San Luis Obispo County may be the only local government to successfully avoid passing hasty and controversial restrictions on medical marijuana cultivation.
That feat, however, will be up to the five-member Board of Supervisors, which will discuss the county’s options on Feb. 9.
The Medical Marijuana Regulation and Safety Act, passed in 2015, creates an extensive regulatory framework for California’s multi-billion-dollar medical marijuana industry. The laws, which will require those in the industry to obtain licenses, include a hefty stipulation that gives local governments authority over what they will and will not permit, as well as a mistaken deadline that requires localities to have cultivation regulations in place by March 1 in order to maintain local control.

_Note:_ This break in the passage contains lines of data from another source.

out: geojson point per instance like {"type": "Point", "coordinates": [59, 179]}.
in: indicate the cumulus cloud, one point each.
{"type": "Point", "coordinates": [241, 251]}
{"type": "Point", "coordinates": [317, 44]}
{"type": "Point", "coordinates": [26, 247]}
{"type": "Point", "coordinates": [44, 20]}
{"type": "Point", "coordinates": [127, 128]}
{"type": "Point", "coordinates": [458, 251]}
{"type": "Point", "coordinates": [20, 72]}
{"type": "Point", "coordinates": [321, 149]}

While the laws’ sponsors pledged to remove that deadline, cities and counties across California scrambled to pass regulations out of an abundance of caution, including every city in SLO County—all have passed complete bans or restrictive policies for cultivation.
The legislative fix, however, sailed through committees and both legislative floors with unanimous votes. Gov. Brown signed the legislation on Feb. 3.
SLO County kept a close eye on that process and is dancing around options for regulating cultivation. Passing an urgency ordinance, which would act as a temporary program while several county departments sort out a more comprehensive set of regulations, is one of those options. The Board of Supervisors unanimously chose to direct staff to prepare a temporary ordinance in December, rather than passing a complete ban on cultivation.
Assistant County Administrator Guy Savage said that the county can still consider that route or they can opt to take a step back and focus on the long process of drafting a comprehensive ordinance.
Those options will be presented to the supervisors for direction and a possible decision on Feb. 9.